ISBN: 978-3-85371-895-7(ISBN der gedruckten Ausgabe: 978-3-85371-496-6)

Coverfoto: Timon Studler, unsplash.com

Der Promedia Verlag im Internet: www.mediashop.atwww.verlag-promedia.de

Inhaltsverzeichnis
Vorwort
Einleitung: »Wir wollen unsere Freiheit, und wir wollen sie jetzt«
I. Historischer Rückblick (1948−1967)
II. Besatzung zwischen Juni-Krieg und Erster Intifada (1967−1987)
III. Erste Intifada und Oslo: 1987−2004
IV. Die Wahlen 2004−2006
V. Israels langer Krieg gegen Gaza: 2006−2021
Schluss
Bibliographie

Die Autorin

Helga Baumgarten, geboren 1947 in Stuttgart, studierte Geschichte, Politik und Orientalistik an den Universitäten Tübingen, New York, London, Beirut und Berlin. Von 1993 bis 2020 lehrte sie Politikwissenschaft an der Universität Birzeit, wo sie u. a. das Master-Programm »Democracy and Human Rights« leitete und bis heute Doktorarbeiten betreut.

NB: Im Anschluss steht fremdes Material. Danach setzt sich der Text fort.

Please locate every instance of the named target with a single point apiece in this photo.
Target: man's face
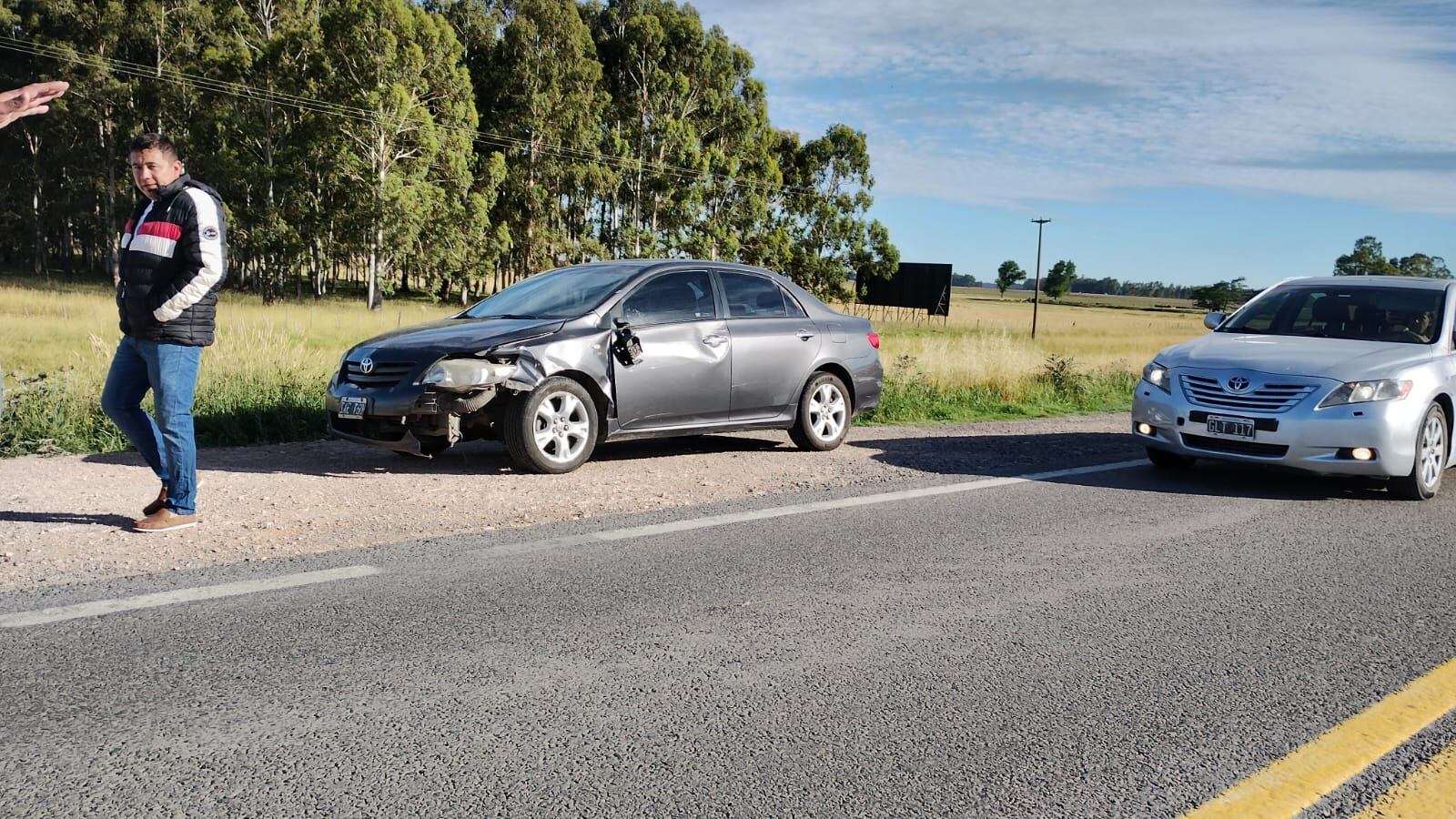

Sie hat international zum Nahostkonflikt, zum palästinensischen Nationalismus und zum Politischen Islam publiziert, unter anderem ihre klassische Arbeit zur palästinensischen Nationalbewegung, »Palästina. Befreiung in den Staat« (Suhrkamp 1991) sowie ihre Untersuchung zum politischen Islam in Palästina, »Hamas« (Diederichs 2006).

 

Im Gedenken an die Opfer der israelischen Kriege gegen Gaza Für die Kinder von Beit Hanun bis Rafah

Vorwort

Jedes Buch hat seine Geschichte. Dieses ist entstanden als Reaktion auf den palästinensischen Widerstand gegen Besatzungsgewalt und ethnische Säuberung in Ost-Jerusalem sowie auf den Krieg Israels gegen die Menschen im Gaza-Streifen.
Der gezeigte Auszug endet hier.